4 Steps in Troubleshooting SharePoint’s outbound SMTP connections

Written by Ed Fisher on April 12, 2011

SharePointlogoThis is a blog for email admins, but frequently email admins are called into troubleshoot systems that want to use our email systems to send and/or receive email. One of the more critical services that will want to use our email system, and that can be tricky to troubleshoot, is SharePoint.

Microsoft’s SharePoint server can generate a lot of email. Notifications of group assignments, permissions assignments, workflows, and alerts can all cause SharePoint to send email out, and most companies want this email going through their Exchange or SMTP relay, as opposed to going straight out to the Internet using the IIS SMTP service.

If you are engaged to troubleshoot email relaying from SharePoint, you will want to have an idea of where things are configured, how they can go wrong, and how to troubleshoot them. This post will start with the basics on the SharePoint server and work its way outward. Keep the SharePoint admin nearby, as some of these things may require them to show you settings within SharePoint or to make changes and test.

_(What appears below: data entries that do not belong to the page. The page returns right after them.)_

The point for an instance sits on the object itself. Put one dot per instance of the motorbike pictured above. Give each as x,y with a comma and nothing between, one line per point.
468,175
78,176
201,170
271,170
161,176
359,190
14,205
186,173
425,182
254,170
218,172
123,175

  1. Check the basics; name resolution and connectivity
    Too many times have I seen hours burned troubleshooting obscure code or script files, only to find that DNS wasn’t set up properly or the firewall ACL that they were absolutely certain was in place, wasn’t. Assuming your company has a designated SMTP relay, get on the SharePoint Web Front End and make sure you can resolve the name, ping it, and connect to it on TCP port 25 using TELNET or TCPING.
  2. Make sure the SMTP relay will accept email from the SharePoint server
    If you aren’t sure how to do that, you want to have the TELNET executable on your server, and you can follow the steps in this post. Make sure that you see a 221 after your QUIT. If you are using Exchange as your relay, and it has not be set up to support unauthenticated connections internally, check out this post for the steps to add a listener for your SharePoint server. If you don’t see the 221, then your problem is probably on the SMTP server and not in SharePoint. Assuming you did get the 221, keep going.
  3. Verify that AD is set up correctly
    SharePoint depends upon Active Directory for most of the information about users. Make sure that any users who are not receiving email have the correct email address populated in the properties of their email account. If they do not, correct that, ensure that AD replicates to any domain controllers in SharePoint’s site, and then have the SharePoint admin start a new crawl to get the updated information.
  4. There are several ways to configure the SMTP server in SharePoint, but the easiest way to see how it is currently configured is to use SharePoint Central Administration. Have the SharePoint admin launch CA, browse to System Settings, then E-Mail and Tex Messages (SMS), and click Configure outgoing e-mail settings. Verify that the settings there are correct for your environment. Note that there is no place to configure authentication; your SMTP relay will have to accept unauthenticated connections.

If the testing in step 2 worked, your users’ email addresses are properly set up in AD, and your SharePoint server is properly set up in step 4, then try to send an email again, and watch the inbound SMTP queue on your mail server. Odds are the messages are making it from SharePoint to the mail server, and then failing. But the basics will solve more problems than not with SharePoint sending email, and the steps above will make sure you cover all of that.